A tweet from the perspicacious Jerry Michalski about “that troubling word, consumer” got me digging through my blog archives.

I was looking for a piece (which I didn’t find), that noted at least two problems with that troubling word

  • consumption is a deception, since we know from the laws of thermodynamics (matter is neither created nor destroyed, remember?) that there is only transformation, not consumption (though there is indeed degradation of quality)
  • consumption, back in the 19th century, was the name we gave to tuberculosis, a disease that ate people out from the inside

One other, which I posted as a comment to Jerry:

  • Remember when our primary self-identification was as citizens—a relationship to each other not as consumers—a relationship to stuff?

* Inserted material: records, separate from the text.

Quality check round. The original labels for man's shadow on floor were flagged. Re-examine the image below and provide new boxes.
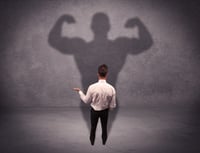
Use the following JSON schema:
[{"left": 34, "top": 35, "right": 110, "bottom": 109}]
[{"left": 48, "top": 12, "right": 153, "bottom": 133}]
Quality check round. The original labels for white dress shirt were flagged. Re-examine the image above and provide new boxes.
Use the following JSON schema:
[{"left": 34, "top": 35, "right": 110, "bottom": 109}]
[{"left": 79, "top": 80, "right": 116, "bottom": 111}]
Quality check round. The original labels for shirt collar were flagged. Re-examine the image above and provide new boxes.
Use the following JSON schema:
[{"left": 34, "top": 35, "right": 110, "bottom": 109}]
[{"left": 98, "top": 79, "right": 106, "bottom": 83}]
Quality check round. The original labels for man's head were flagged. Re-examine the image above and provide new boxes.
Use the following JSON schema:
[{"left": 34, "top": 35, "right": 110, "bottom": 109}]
[{"left": 98, "top": 64, "right": 108, "bottom": 78}]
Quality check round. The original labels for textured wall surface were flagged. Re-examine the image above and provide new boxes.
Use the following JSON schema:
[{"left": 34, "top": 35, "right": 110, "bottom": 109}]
[{"left": 0, "top": 0, "right": 200, "bottom": 107}]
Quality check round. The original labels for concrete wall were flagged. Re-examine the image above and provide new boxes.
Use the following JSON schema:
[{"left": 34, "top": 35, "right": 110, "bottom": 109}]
[{"left": 0, "top": 0, "right": 200, "bottom": 107}]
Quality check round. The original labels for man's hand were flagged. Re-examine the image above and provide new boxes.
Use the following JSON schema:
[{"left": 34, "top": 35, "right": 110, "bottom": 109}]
[
  {"left": 73, "top": 88, "right": 81, "bottom": 92},
  {"left": 125, "top": 18, "right": 141, "bottom": 28}
]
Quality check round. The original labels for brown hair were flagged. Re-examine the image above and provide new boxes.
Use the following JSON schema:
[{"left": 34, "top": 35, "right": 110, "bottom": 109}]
[{"left": 98, "top": 64, "right": 108, "bottom": 77}]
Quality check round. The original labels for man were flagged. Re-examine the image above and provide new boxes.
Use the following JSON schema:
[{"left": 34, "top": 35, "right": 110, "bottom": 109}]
[{"left": 74, "top": 64, "right": 116, "bottom": 145}]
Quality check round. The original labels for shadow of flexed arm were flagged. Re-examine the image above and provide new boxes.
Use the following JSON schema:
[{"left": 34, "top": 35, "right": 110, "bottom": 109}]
[{"left": 116, "top": 17, "right": 153, "bottom": 55}]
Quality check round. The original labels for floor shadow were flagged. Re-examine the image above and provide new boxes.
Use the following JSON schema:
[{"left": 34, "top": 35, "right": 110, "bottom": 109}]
[{"left": 48, "top": 12, "right": 153, "bottom": 134}]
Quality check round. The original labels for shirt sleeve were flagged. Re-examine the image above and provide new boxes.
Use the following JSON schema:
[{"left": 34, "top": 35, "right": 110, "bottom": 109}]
[
  {"left": 79, "top": 87, "right": 92, "bottom": 104},
  {"left": 110, "top": 90, "right": 116, "bottom": 109}
]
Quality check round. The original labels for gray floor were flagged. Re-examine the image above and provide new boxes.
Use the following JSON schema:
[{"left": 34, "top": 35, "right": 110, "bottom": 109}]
[{"left": 0, "top": 107, "right": 200, "bottom": 153}]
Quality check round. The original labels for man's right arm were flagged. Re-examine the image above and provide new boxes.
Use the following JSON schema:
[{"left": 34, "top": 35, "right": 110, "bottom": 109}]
[
  {"left": 110, "top": 90, "right": 117, "bottom": 110},
  {"left": 74, "top": 87, "right": 92, "bottom": 104}
]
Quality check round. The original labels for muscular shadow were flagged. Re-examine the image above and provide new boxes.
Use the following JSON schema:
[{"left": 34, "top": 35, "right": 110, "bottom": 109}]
[{"left": 48, "top": 12, "right": 153, "bottom": 132}]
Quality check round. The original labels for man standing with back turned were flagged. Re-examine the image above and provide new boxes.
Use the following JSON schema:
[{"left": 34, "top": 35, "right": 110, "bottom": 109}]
[{"left": 74, "top": 64, "right": 116, "bottom": 145}]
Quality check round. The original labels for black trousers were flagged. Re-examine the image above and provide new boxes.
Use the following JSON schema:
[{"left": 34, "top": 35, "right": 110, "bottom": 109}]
[{"left": 90, "top": 108, "right": 109, "bottom": 145}]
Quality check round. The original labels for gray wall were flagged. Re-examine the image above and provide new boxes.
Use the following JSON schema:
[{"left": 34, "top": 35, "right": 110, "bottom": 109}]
[{"left": 0, "top": 0, "right": 200, "bottom": 107}]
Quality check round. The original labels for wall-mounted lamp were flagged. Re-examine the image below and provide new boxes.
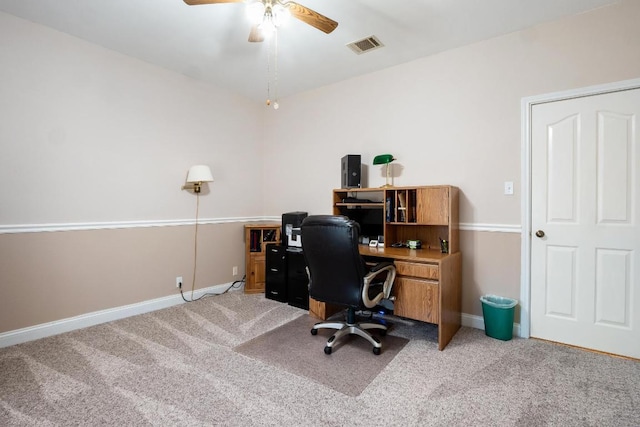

But—speaking of stuff—I did find this:

…therein lies the business dilemma that this space periodically alludes to: if a prosperous economy depends on economic transactions, which usually involve an exchange of stuff, which has to be “produced,” which is done by applying energy to transform matter, which inevitably results in more junk…if stuff lust drives the cycle ever faster into debt, ecological fragility and social emptiness…if we all (in our personal if not business lives) care about this…how shall businesses design ways of doing business that step out of these cycles into products, processes and transactions that actually add value while minimizing rather than maximizing the flow of stuff around the surface of the earth?